The Wild West


After only a little over two weeks since our departure from Shanghai we crossed the 5000 kilometre milestone yesterday. It happened on a steppe in the far west of Mongolia in the province Bayan-Olgii.

Before this trip I anticipated the whole road trip back to Amsterdam to be around 15.000 kilometre long. But I guess our trip will be a bit longer now….. We’re very okay with that, since until now we have been treated with some of the most spectacular landscapes and experiences we’ve ever had. Especially during our drive towards west Mongolia.


After we stayed overnight in Uliastai and went to the garage again, were they couldn’t help us with our rattling car because they didn’t have the spare parts, we drove further west. We read about a beautiful lake, called Khyargas Nuur were in the middle of nowhere a ger camp should be.


This camp was really hard to find and we almost gave up, but just before that crucial point we found it. What a spot it was! Just beside the lake, eight white gers were lined up. We slept in number 1 and took a hot shower again. The rocky shore line was filled with wild life. Just after we arrived at about 8 pm, they told us we could have dinner, but only fish. No meat.


About half an hour later, while we were enjoying the sunset in the salty lake, we saw two guys with fishing poles and one big fish on a motor coming back to the camp. It turned out they just catched our dinner. We could taste the freshness and tenderness of the fish’ flesh. It was so delicious.

The next day we chilled a bit near the camp, cleaned and reorganized our car and climbed on the rocks to see some wild life. Lots of big fish circling in the water beneath, while two eagles were chased away in the sky above by two small birds who tried to protect their nest. Also lots of cormorants feeding their young in their nests on the rocks.


Late afternoon two other cars arrived filled with nine Mongolian bankers, one of whom is also a member of the Mongolian Olympic Committee, all dressed in soccer shirts. One of them showed me a picture of his baby son, wearing the all orange-tenue. It was great to talk to them, and drink a glass of Vodka at night together. Also present was a guy who climbed Mount Everest twice and apparently is very famous in Mongolia. We had some great fun with them.

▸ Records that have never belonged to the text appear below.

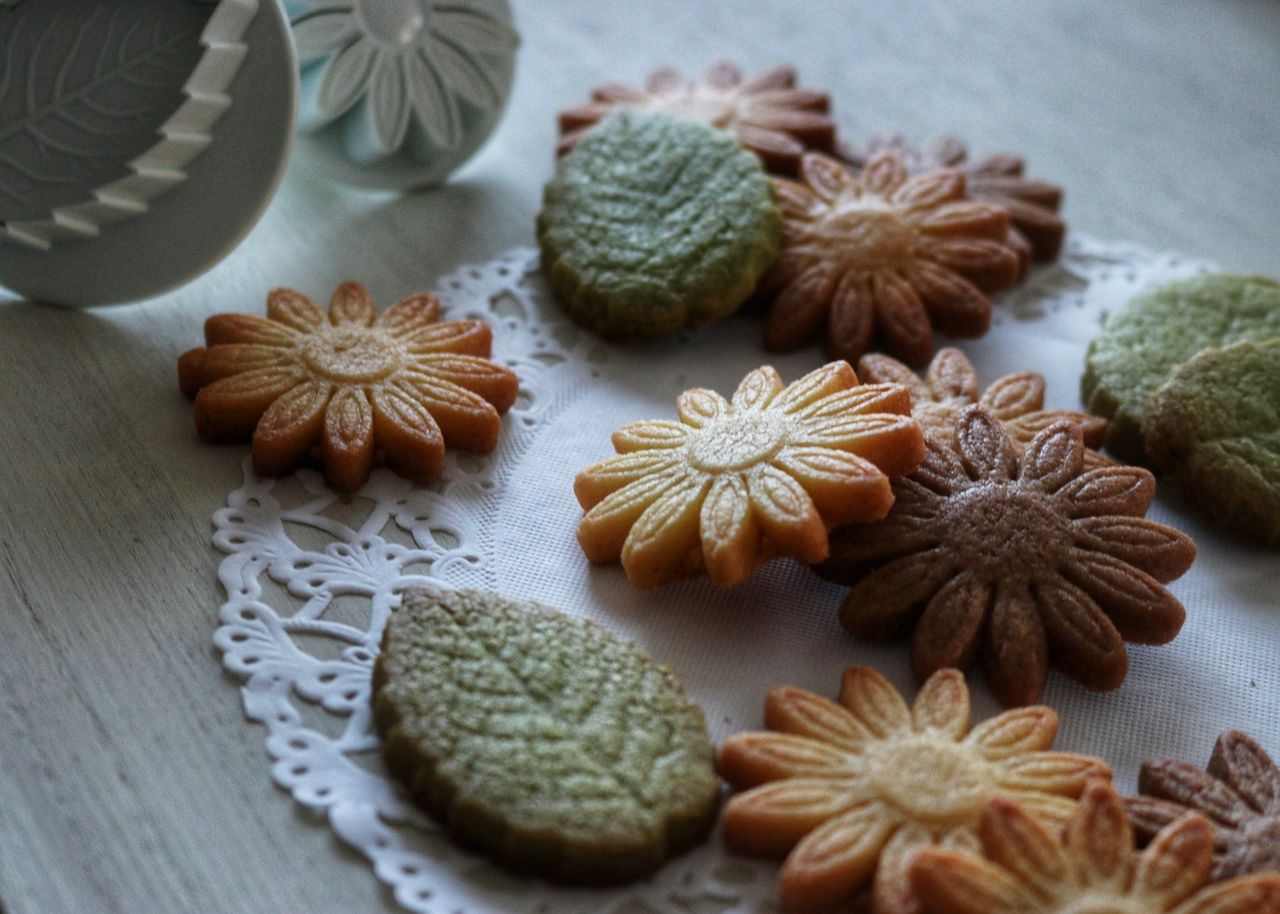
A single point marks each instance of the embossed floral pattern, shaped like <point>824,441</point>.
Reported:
<point>734,483</point>
<point>768,113</point>
<point>950,384</point>
<point>350,385</point>
<point>1239,794</point>
<point>883,259</point>
<point>1037,229</point>
<point>1023,561</point>
<point>849,793</point>
<point>410,62</point>
<point>1091,869</point>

The next morning we set off again, but not before our car was blessed with milk thrown on the car and tires by a beautifully dressed Mongolian girl. It helped, since we survived what was by far the most agonizing day yet. Our goal was to drive to Olgii, around 350 kilometres away. The day started extremely well, because we found a brand new stretch of tarmac, where we could speed up.


Troubles started though around 100 kilometres north of Olgii, where we had to cross a couple of rivers. Not by bridge, but by car. We already crossed some rivers, but this time we didn’t dare. We found the river to be too deep. And since we were in absolutely the middle of nowhere, we decided not to risk ruining our engine, especially since we were already very worried about our car’s condition. It’s hard to describe the hits and shocks and terrain our car has to plough through. We had to use our low gear a couple of times to get us through some really sandy areas and rivers. So we decided to drive back around the nearby lake to avoid the river crossings.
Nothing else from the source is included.